The government is instead readying to start renovations on the old metre-gauge railway from Naivasha onwards, which is then expected to connect with the SGR at Suswa.
President Uhuru Kenyatta yesterday said the government would soon start undertaking works to refurbish the old railway as well as the construction of a new line between Suswa and Naivasha connecting SGR.
“To further enhance efficient transport and logistics network to Kisumu and Malaba, my administration will soon commence works on the restoration of the Metre Gauge Railway network from Maai Mahiu through Longonot to Kisumu and Malaba,” he said.
The President, who spoke when he launched the SGR freight service to Suswa from Syokimau, made no mention of extending SGR to Kisumu. The Government appears to have abandoned the plan after failing to secure funds to complete the phase.
The Kenya Railways Corporation had already undertaken a study on the route that the phase 2B of SGR would take. From Suswa, the railway would pass through Narok, Bomet, Kericho counties and terminate in Kisumu.
It had been projected to cost Sh350 billion, which in addition to the Sh327 billion (Mombasa-Nairobi) and Sh150 billion (Nairobi to Naivasha) would have pushed to more than Sh800 billion the cost of the project from Mombasa to Kisumu.
China and Kenya were ready to start negotiations for financing the last phase but never kicked off, with China insisting that Kenya needed to undertake a feasibility study on the entire railway line to establish its viability. Kenya on the other hand was reportedly pushing for friendlier loans and grants.
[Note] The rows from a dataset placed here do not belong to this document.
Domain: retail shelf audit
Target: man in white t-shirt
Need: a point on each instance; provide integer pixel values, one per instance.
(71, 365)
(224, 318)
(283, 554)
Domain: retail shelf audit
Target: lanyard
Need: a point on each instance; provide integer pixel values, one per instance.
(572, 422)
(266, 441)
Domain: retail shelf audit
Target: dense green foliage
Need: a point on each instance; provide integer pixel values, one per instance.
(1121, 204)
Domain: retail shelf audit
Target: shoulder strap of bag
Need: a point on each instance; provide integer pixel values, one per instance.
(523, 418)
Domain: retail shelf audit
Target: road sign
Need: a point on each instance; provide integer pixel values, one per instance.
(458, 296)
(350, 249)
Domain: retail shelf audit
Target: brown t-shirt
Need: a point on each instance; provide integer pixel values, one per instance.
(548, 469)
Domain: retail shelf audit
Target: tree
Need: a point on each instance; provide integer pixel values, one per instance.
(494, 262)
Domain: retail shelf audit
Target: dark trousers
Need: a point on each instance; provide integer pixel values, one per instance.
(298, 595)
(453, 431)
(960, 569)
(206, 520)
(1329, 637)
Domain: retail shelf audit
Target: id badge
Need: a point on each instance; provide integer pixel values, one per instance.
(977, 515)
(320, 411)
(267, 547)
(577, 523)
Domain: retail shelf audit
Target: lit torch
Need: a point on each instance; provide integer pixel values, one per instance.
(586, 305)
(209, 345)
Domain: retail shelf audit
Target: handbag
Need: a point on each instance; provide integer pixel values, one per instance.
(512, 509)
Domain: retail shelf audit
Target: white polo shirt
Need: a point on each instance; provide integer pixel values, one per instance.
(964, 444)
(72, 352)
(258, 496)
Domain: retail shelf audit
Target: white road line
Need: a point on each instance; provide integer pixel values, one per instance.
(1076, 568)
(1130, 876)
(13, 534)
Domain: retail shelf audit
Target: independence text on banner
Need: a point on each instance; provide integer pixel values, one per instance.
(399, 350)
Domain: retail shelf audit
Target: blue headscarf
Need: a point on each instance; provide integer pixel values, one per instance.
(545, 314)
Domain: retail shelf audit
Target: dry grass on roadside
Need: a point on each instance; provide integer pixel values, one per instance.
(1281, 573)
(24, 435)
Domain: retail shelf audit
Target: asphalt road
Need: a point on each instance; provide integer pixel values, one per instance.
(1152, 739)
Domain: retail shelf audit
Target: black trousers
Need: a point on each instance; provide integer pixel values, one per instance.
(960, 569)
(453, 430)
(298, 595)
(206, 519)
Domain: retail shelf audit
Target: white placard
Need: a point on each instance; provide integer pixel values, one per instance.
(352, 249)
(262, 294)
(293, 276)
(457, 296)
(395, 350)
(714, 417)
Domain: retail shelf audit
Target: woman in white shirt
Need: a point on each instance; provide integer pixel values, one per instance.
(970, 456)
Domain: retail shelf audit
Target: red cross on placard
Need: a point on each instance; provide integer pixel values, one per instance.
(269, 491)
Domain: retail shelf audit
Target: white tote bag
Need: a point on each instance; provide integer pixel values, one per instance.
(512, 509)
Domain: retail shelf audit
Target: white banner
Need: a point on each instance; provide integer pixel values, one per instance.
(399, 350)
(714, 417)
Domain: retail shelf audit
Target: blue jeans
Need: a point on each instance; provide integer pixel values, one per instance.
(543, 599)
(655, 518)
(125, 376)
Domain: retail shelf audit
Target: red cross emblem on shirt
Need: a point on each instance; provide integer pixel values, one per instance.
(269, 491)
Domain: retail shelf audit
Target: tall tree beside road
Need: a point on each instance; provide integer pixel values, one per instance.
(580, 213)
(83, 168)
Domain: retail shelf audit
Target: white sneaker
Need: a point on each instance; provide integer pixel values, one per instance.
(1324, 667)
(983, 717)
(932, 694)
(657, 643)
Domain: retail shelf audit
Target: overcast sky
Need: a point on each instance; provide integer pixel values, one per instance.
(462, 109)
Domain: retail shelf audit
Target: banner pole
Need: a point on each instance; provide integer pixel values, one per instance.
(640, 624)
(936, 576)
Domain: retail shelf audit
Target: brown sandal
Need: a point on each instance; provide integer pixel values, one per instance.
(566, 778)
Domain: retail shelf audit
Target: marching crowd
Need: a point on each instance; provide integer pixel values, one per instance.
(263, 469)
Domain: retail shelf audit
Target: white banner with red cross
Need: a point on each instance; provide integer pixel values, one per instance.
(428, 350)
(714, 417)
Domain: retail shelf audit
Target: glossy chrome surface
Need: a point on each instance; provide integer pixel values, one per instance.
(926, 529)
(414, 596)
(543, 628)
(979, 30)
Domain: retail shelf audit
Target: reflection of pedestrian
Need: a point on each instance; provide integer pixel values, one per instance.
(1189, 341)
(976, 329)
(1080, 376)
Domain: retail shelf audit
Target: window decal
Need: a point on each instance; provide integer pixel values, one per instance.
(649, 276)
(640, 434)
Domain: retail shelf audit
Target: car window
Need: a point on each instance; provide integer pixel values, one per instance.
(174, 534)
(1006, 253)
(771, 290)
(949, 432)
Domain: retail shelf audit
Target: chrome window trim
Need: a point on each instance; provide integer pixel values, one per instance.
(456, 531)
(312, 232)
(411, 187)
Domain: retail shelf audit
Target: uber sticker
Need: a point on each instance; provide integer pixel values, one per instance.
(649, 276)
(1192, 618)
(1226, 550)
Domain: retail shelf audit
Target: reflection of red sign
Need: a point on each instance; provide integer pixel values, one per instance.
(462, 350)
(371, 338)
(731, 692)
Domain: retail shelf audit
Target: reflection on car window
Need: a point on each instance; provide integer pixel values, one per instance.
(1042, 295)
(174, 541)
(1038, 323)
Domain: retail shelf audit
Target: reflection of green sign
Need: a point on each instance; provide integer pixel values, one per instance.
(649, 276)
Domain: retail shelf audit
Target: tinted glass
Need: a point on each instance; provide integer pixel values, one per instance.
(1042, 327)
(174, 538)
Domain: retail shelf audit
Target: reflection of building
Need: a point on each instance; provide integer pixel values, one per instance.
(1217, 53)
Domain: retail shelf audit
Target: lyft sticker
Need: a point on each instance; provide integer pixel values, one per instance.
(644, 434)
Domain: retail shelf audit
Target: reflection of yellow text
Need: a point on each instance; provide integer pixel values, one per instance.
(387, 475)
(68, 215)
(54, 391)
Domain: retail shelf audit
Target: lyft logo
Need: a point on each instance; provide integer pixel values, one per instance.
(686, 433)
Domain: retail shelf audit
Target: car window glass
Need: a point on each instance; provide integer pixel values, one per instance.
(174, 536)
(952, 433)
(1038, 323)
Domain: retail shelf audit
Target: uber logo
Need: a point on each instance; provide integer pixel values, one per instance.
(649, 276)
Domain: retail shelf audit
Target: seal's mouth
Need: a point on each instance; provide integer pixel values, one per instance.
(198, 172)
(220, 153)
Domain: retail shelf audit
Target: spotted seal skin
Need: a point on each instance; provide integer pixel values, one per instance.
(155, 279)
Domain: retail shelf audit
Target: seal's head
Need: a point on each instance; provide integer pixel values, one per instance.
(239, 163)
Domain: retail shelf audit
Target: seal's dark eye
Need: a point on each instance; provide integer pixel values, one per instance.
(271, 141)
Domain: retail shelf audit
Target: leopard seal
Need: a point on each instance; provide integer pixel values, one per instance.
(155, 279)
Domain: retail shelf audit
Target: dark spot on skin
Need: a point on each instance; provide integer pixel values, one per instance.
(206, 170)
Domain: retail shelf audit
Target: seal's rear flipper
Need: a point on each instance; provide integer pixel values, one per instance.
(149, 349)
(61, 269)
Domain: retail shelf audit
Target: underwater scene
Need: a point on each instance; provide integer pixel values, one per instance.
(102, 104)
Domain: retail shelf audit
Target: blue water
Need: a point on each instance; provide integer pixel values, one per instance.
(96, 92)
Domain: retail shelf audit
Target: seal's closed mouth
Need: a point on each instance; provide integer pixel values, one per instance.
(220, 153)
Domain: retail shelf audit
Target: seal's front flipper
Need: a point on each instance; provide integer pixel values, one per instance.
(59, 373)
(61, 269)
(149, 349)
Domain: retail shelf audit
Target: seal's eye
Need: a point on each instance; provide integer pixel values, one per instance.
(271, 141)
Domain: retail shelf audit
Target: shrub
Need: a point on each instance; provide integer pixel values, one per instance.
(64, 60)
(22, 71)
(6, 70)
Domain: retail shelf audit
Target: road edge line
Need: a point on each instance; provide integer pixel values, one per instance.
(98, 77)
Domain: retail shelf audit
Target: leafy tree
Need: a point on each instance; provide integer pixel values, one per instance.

The Cabinet Secretary Ministry of Transport James Macharia, while attending a summit in Beijing in September, last year, announced that the government had opted to upgrade the metre gauge railway between Naivasha and Kisumu and Malaba and link it with the SGR.
The ministry said it will cost Sh21 billion, of which Sh15 billion will refurbish the old track while connecting the SGR and the old tracks in Naivasha, a 43-kilometre stretch, is estimated to cost Sh6 billion.
Despite the push and pull with China in financing the phase to Kisumu as well as the general perception that the country has been overburdening Kenya with expensive loans, President Kenyatta referred to the Asian country as a constructive partner in Kenya’s socio-economic development.
The Sh6.9 billion Inland Container Depot (ICD) in Suswa has an annual loading capacity of two million tonnes, which the President said would help ease freight transportation, especially to neighbouring countries while relieving pressure from the Mombasa Port and Nairobi’s ICD.